The problem that I see with device, is that is does not have the capability to scale. To be able to remove 100% of the oxygen from an environment, even the small size that they are testing on, is not realistic. When you begin to get to large fires, you are talking about having to move millions of cubic feet of oxygen, and what are you replacing that air with? They are using this on a very small fire with very volatile fuel(rubbing alcohol). My guess would be that they are not only using sound waves, but that they are getting a certain amount of air movement that is also helping with extinguish, as they are also changing the fuel to air ratio that the fire needs to burn, thus putting the fire out.
There is billions of dollars spent each year to perfect fire extinguish, and I would believe that if it was as easy as pointing a sub woofer at a fire and putting it out, we would all have sub woofers in our ceilings, not water pipes and sprinklers.
Experience: I spent 10 years in the structural and wildland fire service as a volunteer where we had an average of 100 house fires a year, and 30 wildland fires a summer.
It is hard to appreciate the difference between a small localized fire (energy drops off quadratically with distance from fire) and a small line brush fire (energy drops off only linearly with distance from fire) without personal experience.
I can't even conceive of the difference between a small line brush fire and one of the 40-50 ft seasonal conflagrations in Australia or Southern California.
Good luck blowing out a forest fire!
Best illustrated when you throw a match at a small container of gasoline, and it flies into the gas, and is put out by the fuel. But if you slowly move it towards the gas, eventually it will start a fire, because the match passes slowly enough through the right air mixture to allow the gas to burn.

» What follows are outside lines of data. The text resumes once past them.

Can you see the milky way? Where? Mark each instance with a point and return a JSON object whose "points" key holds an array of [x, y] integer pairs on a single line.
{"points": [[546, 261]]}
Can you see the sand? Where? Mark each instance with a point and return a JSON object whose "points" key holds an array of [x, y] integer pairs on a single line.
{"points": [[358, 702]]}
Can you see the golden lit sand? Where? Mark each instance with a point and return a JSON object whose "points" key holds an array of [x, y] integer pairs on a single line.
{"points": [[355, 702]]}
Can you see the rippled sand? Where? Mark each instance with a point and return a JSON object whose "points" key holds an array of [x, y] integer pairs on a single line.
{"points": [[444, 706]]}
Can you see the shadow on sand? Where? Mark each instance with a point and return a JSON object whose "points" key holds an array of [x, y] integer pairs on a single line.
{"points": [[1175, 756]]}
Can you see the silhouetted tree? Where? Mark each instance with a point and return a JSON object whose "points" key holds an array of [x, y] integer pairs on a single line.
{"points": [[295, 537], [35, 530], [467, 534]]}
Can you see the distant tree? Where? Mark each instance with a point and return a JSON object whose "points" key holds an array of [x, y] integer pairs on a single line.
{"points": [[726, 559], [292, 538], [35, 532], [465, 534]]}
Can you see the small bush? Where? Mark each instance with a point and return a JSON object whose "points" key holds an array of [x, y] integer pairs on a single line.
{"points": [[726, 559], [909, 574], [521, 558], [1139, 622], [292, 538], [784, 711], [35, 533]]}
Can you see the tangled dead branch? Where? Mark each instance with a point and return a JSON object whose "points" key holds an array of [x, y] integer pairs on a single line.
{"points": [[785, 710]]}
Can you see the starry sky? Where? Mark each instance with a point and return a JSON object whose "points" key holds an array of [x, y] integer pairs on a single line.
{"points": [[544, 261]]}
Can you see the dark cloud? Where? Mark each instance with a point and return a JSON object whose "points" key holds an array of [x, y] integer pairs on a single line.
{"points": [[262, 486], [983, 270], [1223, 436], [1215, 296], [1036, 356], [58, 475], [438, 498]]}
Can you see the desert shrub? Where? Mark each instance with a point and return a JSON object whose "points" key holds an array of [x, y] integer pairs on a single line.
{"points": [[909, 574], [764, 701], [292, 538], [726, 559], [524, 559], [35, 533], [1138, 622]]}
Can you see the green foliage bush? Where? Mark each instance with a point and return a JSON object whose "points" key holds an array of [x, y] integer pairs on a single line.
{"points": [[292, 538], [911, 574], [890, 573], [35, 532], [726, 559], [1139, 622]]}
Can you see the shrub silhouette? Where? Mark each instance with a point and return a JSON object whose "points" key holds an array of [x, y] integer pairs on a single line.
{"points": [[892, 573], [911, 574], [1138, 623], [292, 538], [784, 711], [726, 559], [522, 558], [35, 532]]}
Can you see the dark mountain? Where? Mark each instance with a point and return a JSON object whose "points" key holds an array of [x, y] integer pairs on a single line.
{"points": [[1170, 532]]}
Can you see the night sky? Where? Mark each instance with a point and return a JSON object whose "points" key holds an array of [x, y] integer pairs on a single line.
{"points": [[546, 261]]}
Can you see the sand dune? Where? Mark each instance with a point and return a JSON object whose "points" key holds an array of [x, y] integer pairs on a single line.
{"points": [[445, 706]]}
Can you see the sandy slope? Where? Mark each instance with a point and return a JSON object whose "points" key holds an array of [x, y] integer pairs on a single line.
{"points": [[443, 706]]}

Get something that makes that kind of noise next to a fire, then something on the other side of the noise (away from the fire) that either dampens or cancels the noise travelling away from the fire, and they might be onto something.

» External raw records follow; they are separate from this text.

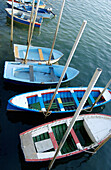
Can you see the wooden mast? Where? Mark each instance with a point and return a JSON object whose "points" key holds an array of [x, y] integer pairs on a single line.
{"points": [[29, 32], [37, 6], [83, 100], [56, 30], [67, 64]]}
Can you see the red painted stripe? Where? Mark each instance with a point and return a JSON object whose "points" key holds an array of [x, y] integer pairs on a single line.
{"points": [[51, 134], [74, 136], [31, 96]]}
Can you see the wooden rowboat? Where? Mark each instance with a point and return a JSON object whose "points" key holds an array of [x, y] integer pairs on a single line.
{"points": [[66, 101], [41, 4], [37, 75], [40, 143], [44, 13], [22, 17], [36, 54]]}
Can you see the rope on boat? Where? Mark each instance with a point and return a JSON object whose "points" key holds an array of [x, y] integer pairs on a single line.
{"points": [[107, 85]]}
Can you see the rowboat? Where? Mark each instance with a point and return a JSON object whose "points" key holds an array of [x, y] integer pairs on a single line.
{"points": [[66, 101], [22, 17], [45, 13], [41, 4], [40, 143], [36, 54], [36, 74]]}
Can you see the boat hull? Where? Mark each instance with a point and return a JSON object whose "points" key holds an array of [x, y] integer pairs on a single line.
{"points": [[37, 75], [44, 140], [34, 54], [66, 102]]}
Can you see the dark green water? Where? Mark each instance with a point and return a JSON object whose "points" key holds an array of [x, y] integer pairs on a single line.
{"points": [[94, 50]]}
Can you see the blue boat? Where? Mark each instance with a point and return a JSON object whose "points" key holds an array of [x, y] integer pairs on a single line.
{"points": [[67, 100], [22, 17], [36, 54], [45, 13], [41, 4], [37, 74]]}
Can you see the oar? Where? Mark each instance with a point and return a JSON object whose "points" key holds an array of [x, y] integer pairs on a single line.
{"points": [[100, 96], [37, 6], [12, 23], [67, 64], [81, 105], [63, 3], [102, 144], [30, 22]]}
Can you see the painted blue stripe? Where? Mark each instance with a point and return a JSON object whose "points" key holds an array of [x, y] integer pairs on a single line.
{"points": [[41, 102], [92, 99], [75, 99], [60, 104]]}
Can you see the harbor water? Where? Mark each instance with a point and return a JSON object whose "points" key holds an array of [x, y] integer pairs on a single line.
{"points": [[93, 51]]}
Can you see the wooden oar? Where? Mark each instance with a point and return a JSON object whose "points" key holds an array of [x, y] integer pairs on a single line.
{"points": [[102, 144], [30, 22], [67, 64], [37, 6], [81, 105], [100, 96], [56, 31], [12, 23]]}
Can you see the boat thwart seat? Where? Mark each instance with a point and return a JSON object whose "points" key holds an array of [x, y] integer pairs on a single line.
{"points": [[40, 54], [16, 52]]}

Not to dumb it down, but I can see this being an effective tool for preventing grease flare-ups in my grill. It won't cool the coals, but it will kill the flames.

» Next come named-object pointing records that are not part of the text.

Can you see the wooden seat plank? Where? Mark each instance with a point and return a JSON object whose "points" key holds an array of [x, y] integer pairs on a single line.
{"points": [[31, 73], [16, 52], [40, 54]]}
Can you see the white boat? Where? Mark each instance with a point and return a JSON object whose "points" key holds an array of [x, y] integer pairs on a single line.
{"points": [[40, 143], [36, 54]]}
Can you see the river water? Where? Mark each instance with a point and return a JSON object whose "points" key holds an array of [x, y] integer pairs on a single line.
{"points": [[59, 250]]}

I mean is it a new discovery that some frequencies create resonance and stop the convection and prevent oxygenation of the flame?
Or is it just using sheer power to "blow" the flame off? but instead of a blower, it just uses very high powered speaker in low frequency?
I'm a bit rusty on my physics, but I suspect what happens is that it measures the sound when it reflects back and adjusts the frequency of the wave to put the reflection in phase with the original wave. The sum of the forward and backward components creates the standing wave.
http://en.wikipedia.org/wiki/Standing_wave
Alternately, maybe the rapid switching between high/low pressure is enough to do it without any standing wave shenanigans. I'd guess not, but it's not my area of expertise.
As long as you can continue to "suppress it momentarily" long enough for the material to cool below its ignition point, you've solved the problem.
Or you could equipate an electric ashtray with this.